Cambodia Labor Law Amendment Mandates Seniority Payment And Clarifies Damages For Early Termination.
Legal News & Analysis - Asia Pacific - Cambodia - Labour & Employment
11 August, 2018
On July 11, 2018, Cambodia passed an amendment to the Labor Law that eliminates “indemnity for dismissal”—a local legal concept equivalent to a severance payment—for undetermined duration contracts (i.e., employment contracts without a fixed expiration date), and replaces it with an ongoing requirement for employers to pay employees a new “seniority payment.” These amendments affect undetermined duration contracts, and may also affect fixed-term contracts (i.e., employment contracts with a fixed expiration date).
Prior to the amendment, an employer was only required to pay indemnity for dismissal to an employee with an undetermined duration contract when the employer unilaterally terminated that employee for any reason other than that employee’s serious misconduct. Similar to the severance provisions of most other jurisdictions, this indemnity for dismissal was only paid at the end of the employment relationship and was based on length of employment.
After the amendment, an employer is no longer required to pay an indemnity for dismissal. However, an employer must instead pay employees a seniority payment every six months. On an annual basis, the total amount of the seniority payment is equal to 15 days of an employee’s wages and other fringe benefits, such as commissions and gratuities. As this seniority payment must be paid every six months, each installment of the seniority payment is half of the above amount.
If an employee with an undetermined duration contract is terminated for any reason other than the their own serious misconduct, and at least one month has passed since the last seniority payment without the subsequent seniority payment being paid, then the employee is entitled to a seniority payment equal to seven days of wages and fringe benefits. The amendment is silent as to whether an employee hired under a fixed term contract would be entitled to this seniority payment.
The amendment follows the existing formula under the Labor Law for calculating the daily wage of an employee for indemnity payments. The daily wage is calculated based on all wages and fringe benefits, including commissions and bonuses, that an employee received within the past 12 months of service.
That said, ambiguities remain as to the exact formula for determining the daily wage as no formula is provided.
In addition to matters related to the seniority payment, the amendment also addresses damages for early termination of an employment contract. First, the amendment addresses an earlier ambiguity in the Labor Law by clarifying that if a company closes down and terminates its employees it will not be required to pay its employees any damages or compensation in lieu of prior notice under the Labor Law. Second, the amendment states that if an employee is entitled to damages, the employee can request a lump sum payment that is equal to all previous seniority payments received, plus any future seniority payments to be received under the employee’s contract, in lieu of proving the actual amount of damages. This revision is significantly pro-employee, as the Labor Law previously capped damages at six months of wages and fringe benefits.
The amendment states that the Ministry of Labor and Vocational Training will issue further additional regulations to address ambiguities in the applicable law and to more specifically clarify the implementation of the seniority payment.

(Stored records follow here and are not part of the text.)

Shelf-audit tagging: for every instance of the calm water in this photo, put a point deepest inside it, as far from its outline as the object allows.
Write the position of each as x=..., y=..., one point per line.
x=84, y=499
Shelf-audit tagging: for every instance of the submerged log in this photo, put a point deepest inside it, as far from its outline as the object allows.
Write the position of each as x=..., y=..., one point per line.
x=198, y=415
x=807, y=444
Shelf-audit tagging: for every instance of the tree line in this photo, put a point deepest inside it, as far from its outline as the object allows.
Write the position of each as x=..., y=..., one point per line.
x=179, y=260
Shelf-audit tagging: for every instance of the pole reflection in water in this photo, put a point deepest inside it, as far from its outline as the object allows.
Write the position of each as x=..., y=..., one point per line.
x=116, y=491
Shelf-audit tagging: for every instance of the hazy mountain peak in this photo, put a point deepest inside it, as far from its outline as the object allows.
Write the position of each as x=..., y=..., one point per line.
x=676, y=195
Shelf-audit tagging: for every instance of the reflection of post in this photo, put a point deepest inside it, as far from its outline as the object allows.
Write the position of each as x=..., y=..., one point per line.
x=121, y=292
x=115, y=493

Ambiguities under the new amendment that are yet to be resolved include:
- whether an employee under a fixed-term contract is entitled to receive a seniority payment;
- whether an employee hired before this amendment is entitled to a seniority bonus for time employed before the enactment of this amendment;
- whether an employer can pay all employees a seniority payment at the same time or whether the employer must time the seniority payment to each employee’s specific start date; and
- the specific conditions under which an employer may terminate employees when closing down an enterprise without having to pay damages and compensation in lieu of prior notice.
Regardless of any future clarification, it is clear that employers will be obliged to make the mandated seniority payments for any employees hired after the implementation of this amendment, and all companies with employees in Cambodia would be prudent to take note of this significant change in future staffing decisions.